Van Cutsem G, Ford N, Hildebrand K, Goemaere E, Mathee S, Abrahams M, Coetzee D, Boulle A - PLoS ONE (2011)

Bottom Line: Younger age, higher baseline CD4 count, pregnancy and increasing calendar year were associated with higher true LTF.Correction for these misclassified deaths revealed that the risk of true LTF increased over time.Research targeting groups at higher risk of LTF (youth, pregnant women and patients with higher CD4 counts) is needed.

View Article: PubMed Central - PubMed

Affiliation: Médecins Sans Frontières, Cape Town, South Africa. gillesvancutsem@gmail.com

ABSTRACT

Background: Loss to follow-up (LTF) challenges the reporting of antiretroviral treatment (ART) programmes, since it encompasses patients alive but lost to programme and deaths misclassified as LTF. We describe LTF before and after correction for mortality in a primary care ART programme with linkages to the national vital registration system.

Methods and findings: We included 6411 patients enrolled on ART between March 2001 and June 2007. Patients LTF with available civil identification numbers were matched with the national vital registration system to ascertain vital status. Corrected mortality and true LTF were determined by weighting these patients to represent all patients LTF. We used Kaplan-Meier estimates and Cox regression to describe LTF, mortality among those LTF, and true LTF. Of 627 patients LTF, 85 (28.8%) had died within 3 months after their last clinic visits. Respective estimates of LTF before and after correction for mortality were 6.9% (95% confidence interval [CI] 6.2-7.6) and 4.3% (95% CI 3.5-5.3) at one year on ART, and 23.9% (95% CI 21.0-27.2) and 19.7% (95% CI 16.1-23.7) at 5 years. After correction for mortality, the hazard of LTF was reversed from decreasing to increasing with time on ART. Younger age, higher baseline CD4 count, pregnancy and increasing calendar year were associated with higher true LTF. Mortality of patients LTF at 1, 12 and 24 months after their last visits was respectively 23.1%, 30.9% and 43.8%; 78.0% of deaths occurred during the first 3 months after last visit and 45.0% in patients on ART for 0 to 3 months.

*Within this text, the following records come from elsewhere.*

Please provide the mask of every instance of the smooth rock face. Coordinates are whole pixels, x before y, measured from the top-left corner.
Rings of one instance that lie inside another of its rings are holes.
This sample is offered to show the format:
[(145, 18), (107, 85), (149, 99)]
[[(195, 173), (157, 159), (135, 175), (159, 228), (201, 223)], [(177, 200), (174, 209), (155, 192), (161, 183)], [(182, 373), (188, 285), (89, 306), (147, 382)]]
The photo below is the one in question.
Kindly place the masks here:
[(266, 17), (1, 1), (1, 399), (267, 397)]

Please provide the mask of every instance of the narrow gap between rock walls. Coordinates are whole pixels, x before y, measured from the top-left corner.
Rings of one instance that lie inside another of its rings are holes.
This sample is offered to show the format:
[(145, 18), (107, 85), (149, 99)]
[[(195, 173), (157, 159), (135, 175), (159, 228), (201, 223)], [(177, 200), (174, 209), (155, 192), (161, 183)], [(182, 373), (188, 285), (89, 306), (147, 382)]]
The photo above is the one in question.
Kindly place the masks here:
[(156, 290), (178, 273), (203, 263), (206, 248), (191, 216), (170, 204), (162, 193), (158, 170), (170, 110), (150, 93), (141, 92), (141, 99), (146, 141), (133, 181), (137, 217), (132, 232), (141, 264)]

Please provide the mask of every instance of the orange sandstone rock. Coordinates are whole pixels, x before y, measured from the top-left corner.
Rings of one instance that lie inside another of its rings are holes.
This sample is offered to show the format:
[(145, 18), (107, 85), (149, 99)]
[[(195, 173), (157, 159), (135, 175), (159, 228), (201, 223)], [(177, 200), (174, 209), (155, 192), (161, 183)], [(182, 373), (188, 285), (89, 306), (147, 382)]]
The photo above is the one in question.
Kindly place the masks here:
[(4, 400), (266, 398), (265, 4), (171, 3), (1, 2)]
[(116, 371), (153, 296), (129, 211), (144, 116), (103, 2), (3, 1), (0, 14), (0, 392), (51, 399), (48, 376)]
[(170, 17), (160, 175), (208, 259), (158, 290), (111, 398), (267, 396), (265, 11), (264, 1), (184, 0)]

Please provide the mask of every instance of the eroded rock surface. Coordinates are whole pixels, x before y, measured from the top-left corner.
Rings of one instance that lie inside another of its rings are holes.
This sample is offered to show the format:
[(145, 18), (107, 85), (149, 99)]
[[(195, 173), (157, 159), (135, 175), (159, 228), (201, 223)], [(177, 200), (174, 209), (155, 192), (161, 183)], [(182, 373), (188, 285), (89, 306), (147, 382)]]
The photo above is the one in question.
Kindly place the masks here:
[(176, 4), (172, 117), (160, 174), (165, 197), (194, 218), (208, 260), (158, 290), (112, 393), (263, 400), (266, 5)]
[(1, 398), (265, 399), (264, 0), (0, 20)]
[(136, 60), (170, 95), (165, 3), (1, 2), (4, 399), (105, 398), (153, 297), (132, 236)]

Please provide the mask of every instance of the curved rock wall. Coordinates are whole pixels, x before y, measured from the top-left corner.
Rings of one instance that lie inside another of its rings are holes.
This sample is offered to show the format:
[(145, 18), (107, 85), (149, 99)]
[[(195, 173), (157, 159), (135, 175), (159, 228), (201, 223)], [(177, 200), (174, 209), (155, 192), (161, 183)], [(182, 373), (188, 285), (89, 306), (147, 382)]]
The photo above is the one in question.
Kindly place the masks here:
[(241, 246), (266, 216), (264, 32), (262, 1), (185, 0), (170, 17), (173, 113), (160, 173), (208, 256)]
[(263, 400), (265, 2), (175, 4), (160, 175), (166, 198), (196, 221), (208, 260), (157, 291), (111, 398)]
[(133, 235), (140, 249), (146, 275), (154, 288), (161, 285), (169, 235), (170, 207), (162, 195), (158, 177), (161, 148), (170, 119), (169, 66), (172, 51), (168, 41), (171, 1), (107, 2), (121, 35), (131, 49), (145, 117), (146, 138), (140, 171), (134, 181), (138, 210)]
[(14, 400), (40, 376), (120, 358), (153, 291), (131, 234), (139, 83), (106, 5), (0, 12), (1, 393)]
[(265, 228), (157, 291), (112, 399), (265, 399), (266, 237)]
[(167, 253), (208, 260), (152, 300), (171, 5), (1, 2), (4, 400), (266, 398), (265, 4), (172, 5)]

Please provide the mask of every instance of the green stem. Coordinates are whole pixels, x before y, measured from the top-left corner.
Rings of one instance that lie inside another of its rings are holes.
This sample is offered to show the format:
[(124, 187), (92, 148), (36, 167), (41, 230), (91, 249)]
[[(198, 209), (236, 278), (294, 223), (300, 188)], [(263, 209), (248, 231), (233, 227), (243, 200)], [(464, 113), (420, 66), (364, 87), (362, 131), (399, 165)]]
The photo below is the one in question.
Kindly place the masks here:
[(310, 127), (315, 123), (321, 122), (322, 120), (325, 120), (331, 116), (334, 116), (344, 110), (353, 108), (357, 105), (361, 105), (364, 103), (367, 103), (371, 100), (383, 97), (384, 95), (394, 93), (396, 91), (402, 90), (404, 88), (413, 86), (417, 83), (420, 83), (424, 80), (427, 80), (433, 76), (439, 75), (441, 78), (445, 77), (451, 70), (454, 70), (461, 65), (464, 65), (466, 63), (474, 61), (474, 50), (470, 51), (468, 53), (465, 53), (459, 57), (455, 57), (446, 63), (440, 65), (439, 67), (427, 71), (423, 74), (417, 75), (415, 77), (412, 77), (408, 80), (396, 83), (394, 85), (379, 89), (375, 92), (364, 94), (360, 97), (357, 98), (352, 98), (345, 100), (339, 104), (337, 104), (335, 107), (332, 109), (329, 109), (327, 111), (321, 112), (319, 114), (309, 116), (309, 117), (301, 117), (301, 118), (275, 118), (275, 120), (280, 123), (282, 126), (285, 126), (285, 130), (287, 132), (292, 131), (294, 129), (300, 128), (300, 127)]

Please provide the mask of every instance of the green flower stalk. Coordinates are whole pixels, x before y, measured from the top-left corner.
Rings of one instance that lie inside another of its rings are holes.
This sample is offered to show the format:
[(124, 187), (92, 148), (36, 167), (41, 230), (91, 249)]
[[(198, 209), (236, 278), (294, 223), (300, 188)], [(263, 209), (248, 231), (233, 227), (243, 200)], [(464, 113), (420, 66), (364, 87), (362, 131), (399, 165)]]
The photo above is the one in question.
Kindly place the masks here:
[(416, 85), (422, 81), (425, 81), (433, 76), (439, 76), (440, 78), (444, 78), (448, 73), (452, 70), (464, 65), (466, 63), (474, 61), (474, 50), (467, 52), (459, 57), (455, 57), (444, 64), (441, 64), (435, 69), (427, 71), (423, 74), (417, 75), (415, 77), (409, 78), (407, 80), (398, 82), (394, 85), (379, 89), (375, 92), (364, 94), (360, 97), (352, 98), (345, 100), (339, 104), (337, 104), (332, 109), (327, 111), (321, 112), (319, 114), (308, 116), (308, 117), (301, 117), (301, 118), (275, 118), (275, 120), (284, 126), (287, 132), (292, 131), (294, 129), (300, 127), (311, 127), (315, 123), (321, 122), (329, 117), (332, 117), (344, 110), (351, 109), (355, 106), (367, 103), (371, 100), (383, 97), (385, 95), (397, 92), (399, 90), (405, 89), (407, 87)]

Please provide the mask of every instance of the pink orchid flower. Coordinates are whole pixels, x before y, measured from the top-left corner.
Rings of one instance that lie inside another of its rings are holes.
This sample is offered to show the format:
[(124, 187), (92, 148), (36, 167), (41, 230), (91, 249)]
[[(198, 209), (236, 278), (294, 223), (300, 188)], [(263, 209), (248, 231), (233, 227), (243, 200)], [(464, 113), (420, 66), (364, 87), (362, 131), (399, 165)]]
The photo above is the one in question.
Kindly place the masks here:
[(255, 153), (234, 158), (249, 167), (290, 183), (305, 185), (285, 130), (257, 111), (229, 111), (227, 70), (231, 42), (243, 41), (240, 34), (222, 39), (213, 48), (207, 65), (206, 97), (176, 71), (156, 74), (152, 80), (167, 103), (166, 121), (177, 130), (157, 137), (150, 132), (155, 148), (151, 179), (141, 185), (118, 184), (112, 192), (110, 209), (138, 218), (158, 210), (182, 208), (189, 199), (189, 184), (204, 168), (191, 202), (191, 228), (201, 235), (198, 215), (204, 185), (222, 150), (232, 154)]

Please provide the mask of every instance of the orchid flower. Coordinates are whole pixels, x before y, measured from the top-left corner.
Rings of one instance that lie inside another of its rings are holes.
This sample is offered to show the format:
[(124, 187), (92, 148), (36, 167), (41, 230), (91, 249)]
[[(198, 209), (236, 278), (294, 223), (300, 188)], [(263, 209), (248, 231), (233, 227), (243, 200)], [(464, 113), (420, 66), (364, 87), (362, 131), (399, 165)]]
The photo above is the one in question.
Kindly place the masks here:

Conclusions: Mortality of patients LTF was high and occurred early after last clinic visit, especially in patients recently started on ART. Correction for these misclassified deaths revealed that the risk of true LTF increased over time. Research targeting groups at higher risk of LTF (youth, pregnant women and patients with higher CD4 counts) is needed.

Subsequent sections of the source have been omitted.